Braveboy, while satisfied that Urbanski could potentially serve a maximum life sentence without parole under his murder conviction, believed hate crimes would more easily go through the courts under the new definition, clearing up judges’ room for interpretation.

The current law, Braveboy said, could easily be construed to define a hate crime as wholly motivated by race or other targets of discrimination, which can be difficult for prosecutors to prove beyond a reasonable doubt.

Braveboy and the family, along with friends and community leaders, testified to both the Maryland Senate Judicial Proceedings Committee and the House Judiciary Committee Tuesday, urging both to change the law.

Read more: [“Unsettling”: UMD community reacts to removal of hate crime charge in Urbanski trial]

“It’s the thing that we owe to our son’s legacy,” said Richard Collins II, Collins’ father.

Since 2017, more than 7,000 hate crimes have been reported to the FBI nationwide each year. While Maryland saw a decrease in hate crimes in 2018, Collins’ murder took place during a three-year spike of bias-related incidents in the state, according to a 2018 Maryland state police report.

Rashawn Ray, a sociology professor at this university, called race-motivated hate crimes a national epidemic. The bill, he said, was a step forward.

“I don’t care if it’s 1 percent hate, 5 percent hate, 100 percent hate,” said Ray, a board member of the 2nd Lt. Richard W. Collins III Foundation. “Hate is something that we shouldn’t necessarily tolerate.”

Read more: [Family of Richard Collins planning to push for changes in Maryland’s hate crime law]

While the companion bills — House Bill 917 and Senate Bill 606 — go through the state legislature, Congress is also considering a bill pushed by the foundation that would treat ROTC graduates who die before assignment as the law treats Armed Forces members who die in active duty, opening their families up to financial benefits.

Extended family and friends of Collins, as well as leaders from organizations such as the Southern Poverty Law Center and the Maryland Crime Victims’ Resource Center, also came to testify on behalf of the hate crime bill Tuesday.

Krystal Oriadha, co-founder of the county’s LGBTQ Dignity Project, spoke about her own experiences with hate as a black gay woman to the two committees, recalling being spat on and having rocks thrown at her.

“I fight for the right for you to understand that you don’t have the right to beat me,” said Oriadha. “You don’t have the right to oppress me, you don’t have the right to rape me, you don’t have the right to kill someone that looks like me. And that is what this law is about.”

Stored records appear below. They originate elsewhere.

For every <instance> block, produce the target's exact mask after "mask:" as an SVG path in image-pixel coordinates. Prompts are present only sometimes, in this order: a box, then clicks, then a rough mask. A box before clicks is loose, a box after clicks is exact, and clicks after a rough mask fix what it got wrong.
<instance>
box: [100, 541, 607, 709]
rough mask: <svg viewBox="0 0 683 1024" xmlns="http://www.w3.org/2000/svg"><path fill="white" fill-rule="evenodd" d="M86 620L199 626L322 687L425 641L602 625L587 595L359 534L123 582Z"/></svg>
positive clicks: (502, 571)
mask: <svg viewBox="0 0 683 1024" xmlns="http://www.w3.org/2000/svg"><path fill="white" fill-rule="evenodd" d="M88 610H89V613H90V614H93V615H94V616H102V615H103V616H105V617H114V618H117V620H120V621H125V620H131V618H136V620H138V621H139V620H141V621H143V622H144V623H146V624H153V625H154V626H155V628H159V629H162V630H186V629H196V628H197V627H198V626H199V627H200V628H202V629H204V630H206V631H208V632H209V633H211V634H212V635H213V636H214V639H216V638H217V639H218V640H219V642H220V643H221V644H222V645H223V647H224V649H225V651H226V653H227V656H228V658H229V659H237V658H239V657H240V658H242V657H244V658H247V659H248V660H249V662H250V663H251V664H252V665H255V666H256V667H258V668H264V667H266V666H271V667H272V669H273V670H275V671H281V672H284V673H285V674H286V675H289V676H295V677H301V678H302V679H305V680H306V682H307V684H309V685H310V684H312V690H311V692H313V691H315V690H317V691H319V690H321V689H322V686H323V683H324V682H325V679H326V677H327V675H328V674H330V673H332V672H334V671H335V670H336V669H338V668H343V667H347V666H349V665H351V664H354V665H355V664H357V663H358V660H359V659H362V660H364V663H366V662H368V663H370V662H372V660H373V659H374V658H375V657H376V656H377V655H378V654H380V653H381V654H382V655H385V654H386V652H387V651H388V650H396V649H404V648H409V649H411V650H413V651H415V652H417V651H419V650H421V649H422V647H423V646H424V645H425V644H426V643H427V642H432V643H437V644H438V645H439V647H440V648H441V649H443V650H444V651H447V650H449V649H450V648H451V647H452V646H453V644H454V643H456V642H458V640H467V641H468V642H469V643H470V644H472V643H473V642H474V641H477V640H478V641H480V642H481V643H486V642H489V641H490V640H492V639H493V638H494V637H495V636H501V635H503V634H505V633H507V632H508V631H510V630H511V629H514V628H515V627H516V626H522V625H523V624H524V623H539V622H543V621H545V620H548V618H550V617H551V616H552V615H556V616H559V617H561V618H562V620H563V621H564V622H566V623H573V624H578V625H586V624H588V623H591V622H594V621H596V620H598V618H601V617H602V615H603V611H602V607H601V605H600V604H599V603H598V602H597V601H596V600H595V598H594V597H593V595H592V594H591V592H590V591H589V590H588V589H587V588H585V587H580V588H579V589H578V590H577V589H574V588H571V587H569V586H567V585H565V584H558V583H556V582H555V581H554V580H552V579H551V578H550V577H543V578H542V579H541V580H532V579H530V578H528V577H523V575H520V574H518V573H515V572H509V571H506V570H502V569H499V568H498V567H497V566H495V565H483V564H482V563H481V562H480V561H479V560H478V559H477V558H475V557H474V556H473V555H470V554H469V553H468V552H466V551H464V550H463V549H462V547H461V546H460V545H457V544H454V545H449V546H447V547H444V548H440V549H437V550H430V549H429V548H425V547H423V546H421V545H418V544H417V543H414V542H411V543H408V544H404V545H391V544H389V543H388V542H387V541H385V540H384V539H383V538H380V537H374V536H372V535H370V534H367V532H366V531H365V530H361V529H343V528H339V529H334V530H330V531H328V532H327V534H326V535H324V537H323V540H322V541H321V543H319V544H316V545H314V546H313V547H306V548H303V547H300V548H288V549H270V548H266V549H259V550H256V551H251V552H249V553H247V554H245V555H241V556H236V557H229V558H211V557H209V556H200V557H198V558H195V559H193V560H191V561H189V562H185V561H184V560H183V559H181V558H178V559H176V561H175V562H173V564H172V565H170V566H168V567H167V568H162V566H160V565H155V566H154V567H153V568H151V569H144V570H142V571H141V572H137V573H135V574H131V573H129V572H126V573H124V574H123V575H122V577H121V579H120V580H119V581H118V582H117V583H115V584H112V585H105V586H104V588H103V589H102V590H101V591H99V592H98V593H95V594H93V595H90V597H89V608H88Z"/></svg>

After testimony ended, the family and their supporters filed out, seemingly in high spirits. Braveboy said while there’s no guarantee the bill will pass through the General Assembly, she’d seen a large amount of support from state senators and delegates. Collins’ father said he was “cautiously optimistic.”

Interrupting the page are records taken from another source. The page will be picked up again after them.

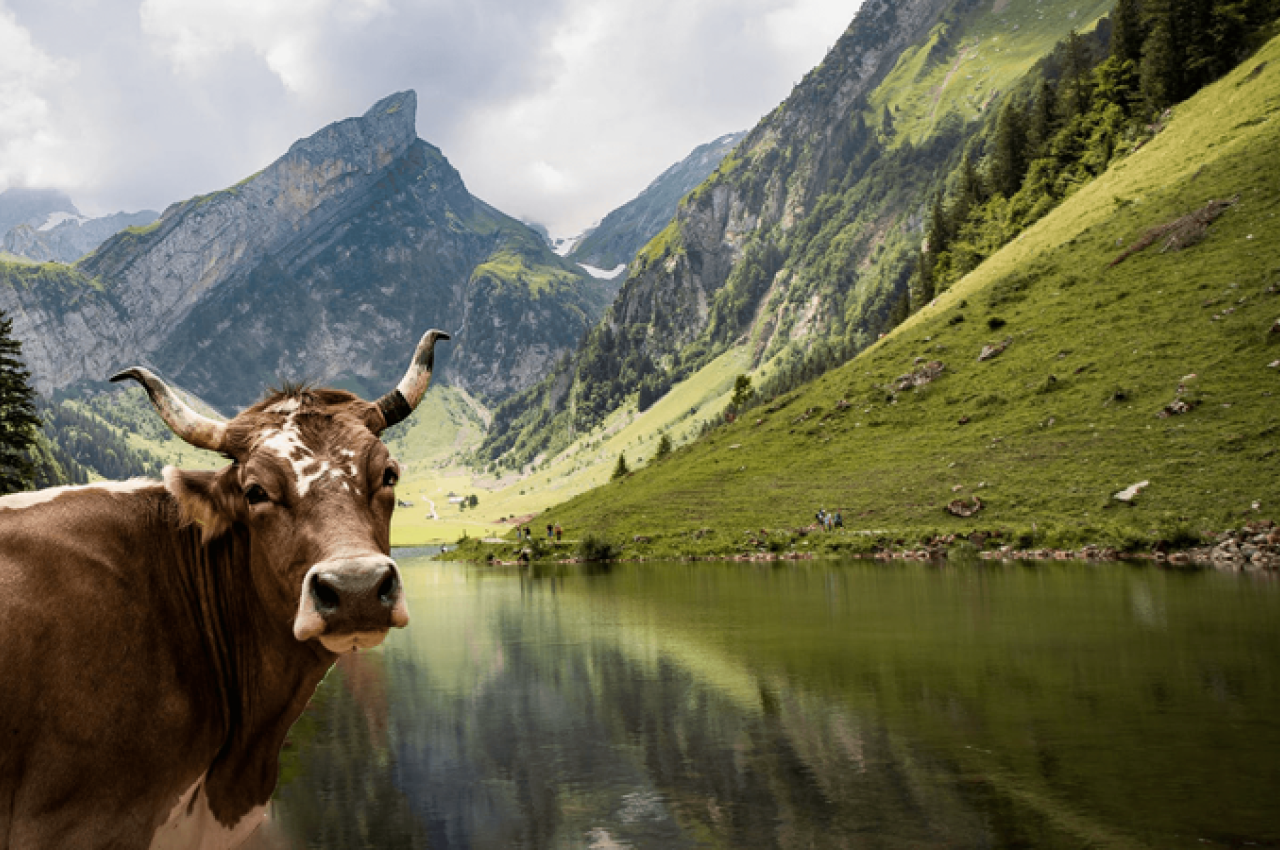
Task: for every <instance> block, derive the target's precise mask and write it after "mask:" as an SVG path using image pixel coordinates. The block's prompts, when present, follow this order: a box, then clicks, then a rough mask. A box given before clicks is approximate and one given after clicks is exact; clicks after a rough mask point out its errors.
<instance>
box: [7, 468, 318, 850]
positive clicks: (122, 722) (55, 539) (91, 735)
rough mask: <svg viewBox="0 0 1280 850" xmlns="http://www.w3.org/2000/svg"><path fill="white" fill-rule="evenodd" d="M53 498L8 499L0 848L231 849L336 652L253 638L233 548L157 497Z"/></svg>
mask: <svg viewBox="0 0 1280 850" xmlns="http://www.w3.org/2000/svg"><path fill="white" fill-rule="evenodd" d="M41 495H45V494H41ZM47 495H51V497H52V498H47V497H46V499H45V501H41V502H37V503H35V504H29V503H31V502H32V501H33V499H32V498H31V497H28V495H18V497H6V498H4V499H0V648H3V655H0V681H3V682H4V686H3V687H0V718H4V722H5V727H4V739H5V740H4V746H0V846H8V847H12V849H13V850H22V849H24V847H100V846H102V847H105V846H110V847H147V846H164V847H169V846H172V847H221V846H234V842H238V841H239V840H241V838H242V837H243V836H244V835H247V831H251V830H252V827H255V826H257V823H256V821H255V818H253V814H255V810H257V812H259V819H260V817H261V815H260V812H261V806H262V805H265V803H266V801H268V799H269V798H270V795H271V790H273V789H274V787H275V772H276V755H278V753H279V750H280V744H282V742H283V740H284V735H285V734H287V732H288V728H289V726H291V725H292V723H293V721H294V719H296V718H297V716H298V714H300V713H301V710H302V707H303V705H305V704H306V702H307V699H308V698H310V696H311V694H312V691H314V690H315V686H316V685H317V684H319V681H320V678H321V677H323V676H324V673H325V671H326V670H328V668H329V664H330V663H332V661H333V655H332V654H329V653H326V652H325V650H324V649H323V648H320V646H317V645H316V644H315V641H310V643H300V641H297V640H293V636H292V635H291V634H289V631H288V630H287V629H275V630H271V629H257V627H255V625H261V626H265V625H266V622H265V621H266V614H265V612H264V611H262V609H261V605H260V604H257V603H256V597H255V594H253V593H252V589H251V588H244V586H243V584H244V582H246V581H248V580H250V575H248V571H247V570H242V571H237V570H236V568H234V566H236V565H234V559H233V558H234V556H233V550H234V549H236V548H243V544H244V543H243V540H237V536H239V535H237V534H236V533H234V531H233V533H230V534H228V535H227V536H225V538H224V539H220V540H218V541H215V543H214V544H212V545H210V547H207V548H206V547H204V545H202V544H201V540H200V535H201V531H200V529H198V527H195V526H189V525H187V526H183V525H180V521H179V513H178V504H177V502H175V499H174V498H173V497H172V495H170V494H169V493H168V492H166V490H165V488H164V485H163V484H161V483H159V481H147V483H141V484H137V483H129V484H127V485H106V486H87V488H68V489H67V490H55V492H50V493H49V494H47ZM23 504H29V507H20V506H23ZM10 506H14V507H10ZM32 553H40V556H38V557H31V554H32ZM242 566H243V565H242ZM237 572H239V575H237ZM72 612H77V613H78V614H79V616H74V617H73V616H69V614H72ZM84 613H87V614H88V616H87V617H84V616H83V614H84ZM273 632H274V634H273ZM197 783H200V794H198V796H197V799H196V800H195V803H196V804H195V805H191V794H189V791H191V790H192V789H193V787H196V786H197ZM184 795H186V796H187V800H186V801H187V804H188V805H187V806H180V805H179V801H180V800H182V799H183V796H184ZM69 800H76V801H77V804H76V805H67V803H68V801H69ZM188 809H189V812H188ZM170 814H173V815H175V817H174V818H173V822H172V823H170V824H169V828H168V830H164V828H161V827H163V826H165V823H166V822H168V821H169V819H170ZM210 814H214V817H209V815H210ZM166 832H172V833H173V835H169V836H166V835H165V833H166ZM192 833H198V840H193V838H196V837H197V836H196V835H192ZM178 837H180V838H182V841H179V842H175V841H174V838H178ZM233 838H234V842H233ZM192 840H193V841H192Z"/></svg>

“You can never tell just how any type of bill of bill or legislation will ultimately turn out,” he said. “We’re just moving on to the next thing.”

After the testimony, the day’s morning dreariness had cleared away and light streamed into the house lobby. After her family split up, Dawn Collins rested in a corner of the hallway. She’d made good on a promise to herself.

“Don’t let another mother feel the pain that I feel,” she said. “That I feel daily.”